20. Operating lease commitments
Future minimum rentals payable under non-cancellable operating leases are as follows:
|
31 March 2014 |
31 March 2013 |
|
£ |
£ |
|
|
|
Due within 1 year |
206,640 |
152,406 |
Due between 1 year and 2 years |
213,416 |
143,175 |
Due between 2 years and 5 years |
249,472 |
186,762 |
|
669,528 |
482,343 |
Operating lease payments primarily represent rentals payable by the Company for various offices. The leases have various terms, escalation clauses and renewal rights typical of lease agreements for the class of asset.
21. Related party transactions
Transactions with Provexis plc prior to demerger
All transactions between the Company and its subsidiary with the Provexis plc group of companies prior to the demerger have been considered related party transactions on the basis of common control.
Following the acquisition of SiS (Science in Sport) Limited by Provexis plc on 24 June 2011 that company had provided working capital and funds to support the company's capital expenditure program as part of the factory move in 2012 for SiS (Science in Sport) Limited by way of intra group loans.
Other payables includes £Nil (2013: £738,168, 2012: £308,100) owed to Provexis plc, a related party (see note 15). Of the amount owing at 31 March 2013, £448,163 was capitalised and the balance was repaid under the demerger agreement.
Key management compensation
The Directors represent the key management personnel. Details of their compensation are given in note 6.

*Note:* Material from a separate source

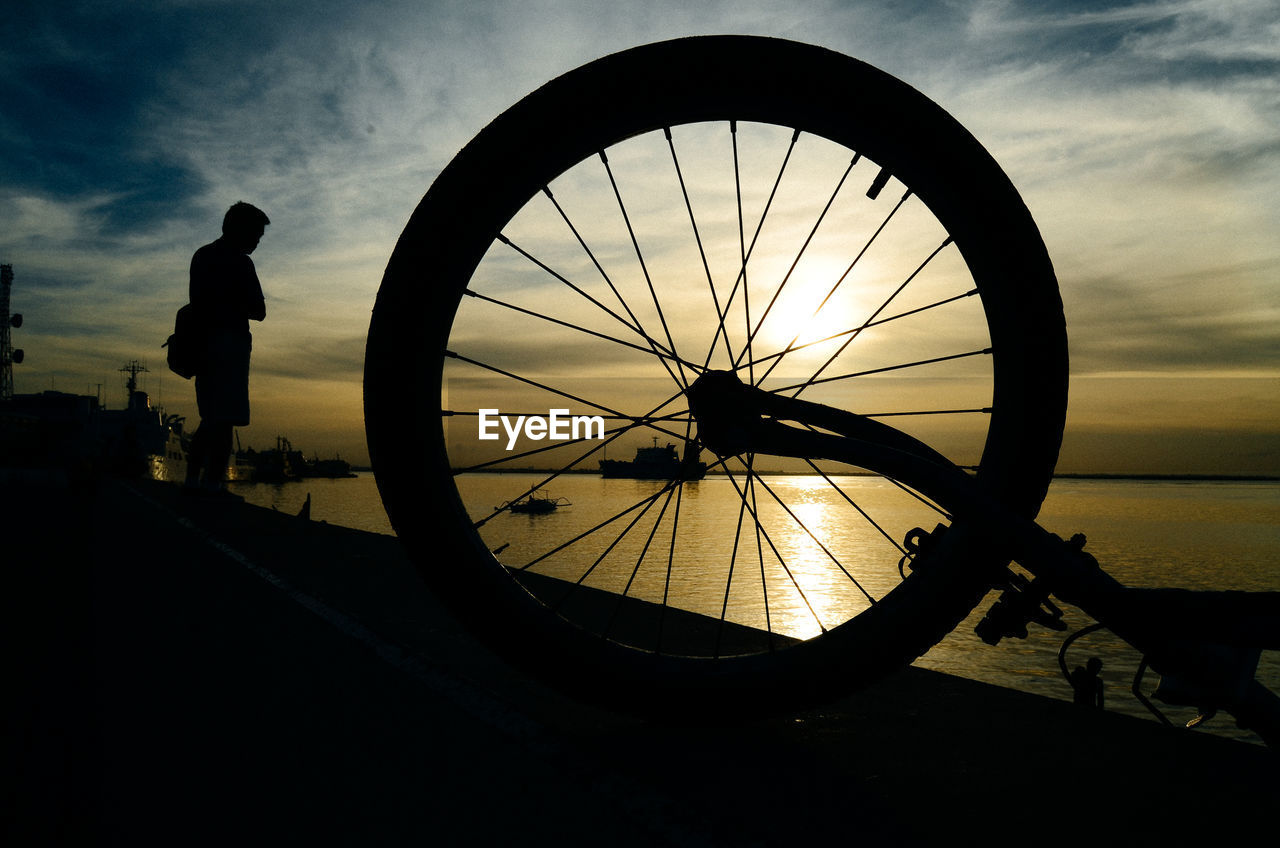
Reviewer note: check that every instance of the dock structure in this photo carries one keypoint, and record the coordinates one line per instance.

22. Post balance sheet events
On 9 April 2014 the Company raised £2.1 million net proceeds by the issue and allotment of 5,111,116 Ordinary Shares at a Placing Price of 45 pence per share. The Placing was undertaken with new and existing institutional shareholders and was oversubscribed. The Placing will enable the Company to fund the working capital required to fund further revenue growth and also to invest internally in further new revenue generating opportunities. The Directors believe the net proceeds of the Placing enable the Board to increase its revenue outlook ahead of historical year performances.
The latest Placing also introduces a number of new and significant institutional investors onto the shareholder register of the Company. The Directors believe establishing a broader institutional shareholder base is in the long term interests of the Company.